マセラティは1973年、1966年に発売された高級スポーツカー「キブリ」の後継モデルとなる「カムシン」を発表しました。FRの駆動方式を踏襲しながら、2シーターであったキブリに対しミニマムなスペースながらリアシートが備わる2+2仕様に変更されました。又、親会社であったシトロエン製の「ハイドローリック・パワーアシストシステム」が採用された事も大きな特徴でした。
ウェッジシェイプのスタイリング
ボディのデザインを手掛けたのは、キブリがギア時代のジウジアーロであったのに対しカムシンはベルトーネ時代のガンディーニで、そのスタイリングはウェッジシェイプが強調されたシャープなものでした。又、独立したトランクルームを備えていたキブリに対しガラスハッチが設けられた事と、デザイン上から生じる後方視界の悪化に対処する為、リアエンドパネルがガラス張りとされた事が大きな特徴でした。

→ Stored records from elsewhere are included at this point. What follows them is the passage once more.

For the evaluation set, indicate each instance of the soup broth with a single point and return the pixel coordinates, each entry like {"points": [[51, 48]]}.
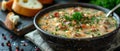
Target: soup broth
{"points": [[77, 22]]}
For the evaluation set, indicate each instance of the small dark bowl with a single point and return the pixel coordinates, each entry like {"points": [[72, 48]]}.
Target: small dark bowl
{"points": [[75, 44]]}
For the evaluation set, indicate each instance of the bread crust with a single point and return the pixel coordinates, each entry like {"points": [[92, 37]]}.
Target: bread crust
{"points": [[29, 12]]}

ボディサイズは全長4,394mm×全幅1,956mm×全高1,194mmで、キブリから全長が300mm程短縮された一方で全幅は150mm程拡大された、ショート&ワイドなプロポーションを備えていました。又、ホイールベースは同一の2,550mmであった為、前後のオーバーハングは大幅に短縮されました。車両重量は1,680kgで、「キブリSS」よりも330kg重くなっていました。
功罪のあったハイドローリックシステム
サスペンション形式は、フロントはダブルウィッシュボーン/コイル式を踏襲し、リアは古典的なリジッド/リーフ式であったキブリに対し、フロントと同じダブルウィッシュボーン/コイル式による独立懸架に改められました。又、ステアリングはキブリのリサーキュレーティング・ボール式から、ラック・アンド・ピニオン式に変更されました。ブレーキは4輪ディスク式が踏襲されました。

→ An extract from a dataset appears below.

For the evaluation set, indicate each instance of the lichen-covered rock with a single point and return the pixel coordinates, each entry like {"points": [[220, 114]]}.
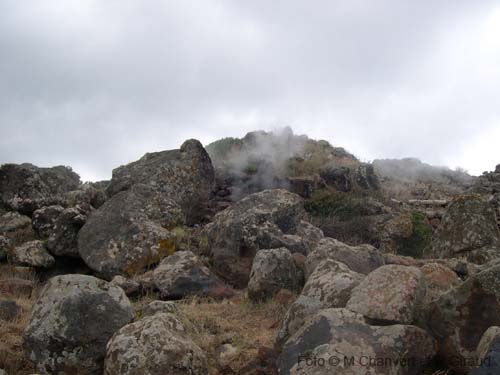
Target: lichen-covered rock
{"points": [[129, 286], [63, 236], [183, 274], [329, 286], [32, 254], [71, 323], [272, 270], [25, 187], [338, 341], [468, 229], [155, 307], [331, 283], [389, 294], [16, 229], [460, 317], [361, 259], [44, 218], [125, 235], [154, 345], [258, 221], [439, 280], [186, 176]]}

そして、ステアリングのパワーアシストやB/Cペダルの倍力装置、リトラクタブルヘッドランプの開閉などは、前述の油圧式ハイロドーリック・パワーアシストシステムにより行われました。しかし、エンジンにパワーロスが生じる事や信頼性の低さが問題点となりました。フロントに搭載されるエンジンは、キブリSSからキャリオーバーされた4.9L V8DOHCユニットでした。

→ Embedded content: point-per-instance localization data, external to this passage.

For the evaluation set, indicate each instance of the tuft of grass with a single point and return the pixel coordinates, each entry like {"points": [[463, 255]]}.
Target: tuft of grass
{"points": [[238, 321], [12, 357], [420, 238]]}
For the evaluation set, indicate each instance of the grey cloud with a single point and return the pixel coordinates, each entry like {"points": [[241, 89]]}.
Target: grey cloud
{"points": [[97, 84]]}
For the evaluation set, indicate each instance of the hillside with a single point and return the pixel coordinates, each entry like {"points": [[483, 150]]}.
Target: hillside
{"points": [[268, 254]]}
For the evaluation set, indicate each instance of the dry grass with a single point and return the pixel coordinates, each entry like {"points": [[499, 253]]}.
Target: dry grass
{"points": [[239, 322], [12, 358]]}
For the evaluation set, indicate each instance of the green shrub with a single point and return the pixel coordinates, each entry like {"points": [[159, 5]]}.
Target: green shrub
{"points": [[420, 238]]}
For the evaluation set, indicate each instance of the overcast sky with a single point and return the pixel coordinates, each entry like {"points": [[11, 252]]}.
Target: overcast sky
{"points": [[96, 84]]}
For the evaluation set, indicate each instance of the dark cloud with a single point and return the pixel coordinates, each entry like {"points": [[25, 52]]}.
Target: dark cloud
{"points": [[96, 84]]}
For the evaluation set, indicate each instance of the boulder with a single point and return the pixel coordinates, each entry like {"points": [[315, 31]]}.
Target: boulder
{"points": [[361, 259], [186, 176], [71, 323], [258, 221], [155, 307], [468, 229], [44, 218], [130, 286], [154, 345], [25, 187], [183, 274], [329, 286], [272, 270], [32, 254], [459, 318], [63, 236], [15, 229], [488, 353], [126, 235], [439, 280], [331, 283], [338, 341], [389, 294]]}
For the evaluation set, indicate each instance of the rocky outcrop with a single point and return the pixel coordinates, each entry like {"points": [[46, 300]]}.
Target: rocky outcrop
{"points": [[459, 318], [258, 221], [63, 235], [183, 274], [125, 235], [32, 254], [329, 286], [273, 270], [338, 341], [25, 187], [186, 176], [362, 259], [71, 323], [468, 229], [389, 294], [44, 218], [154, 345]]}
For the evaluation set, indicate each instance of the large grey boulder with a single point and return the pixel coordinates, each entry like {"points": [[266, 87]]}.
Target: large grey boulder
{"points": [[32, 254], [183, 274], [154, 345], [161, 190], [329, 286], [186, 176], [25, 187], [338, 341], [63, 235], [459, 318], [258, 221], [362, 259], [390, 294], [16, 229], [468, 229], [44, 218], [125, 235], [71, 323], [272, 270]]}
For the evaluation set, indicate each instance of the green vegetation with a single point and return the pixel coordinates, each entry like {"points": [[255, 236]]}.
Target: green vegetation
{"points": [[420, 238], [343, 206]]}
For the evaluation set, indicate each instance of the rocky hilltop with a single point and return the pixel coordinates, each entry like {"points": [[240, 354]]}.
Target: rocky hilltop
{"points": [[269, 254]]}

スペックは最高出力320ps/5,500rpm・最大トルク48.9kgm/4,000rpmで、キブリSSから最高出力が15ps、最大トルクが0.1kgmドロップしていました。トランスミッションは、ZF製5速MT若しくはボルグワーナー製3速トルコン式ATが組み合わせられ、トップスピードは前者が275km/hで、後者はそれよりも大幅に低い209km/h(北米仕様のデータ)でした。
カムシンは、大きな仕様変更のないまま1982年まで生産が継続されたものの、販売面では振るわず総生産台数は421台に留まりました。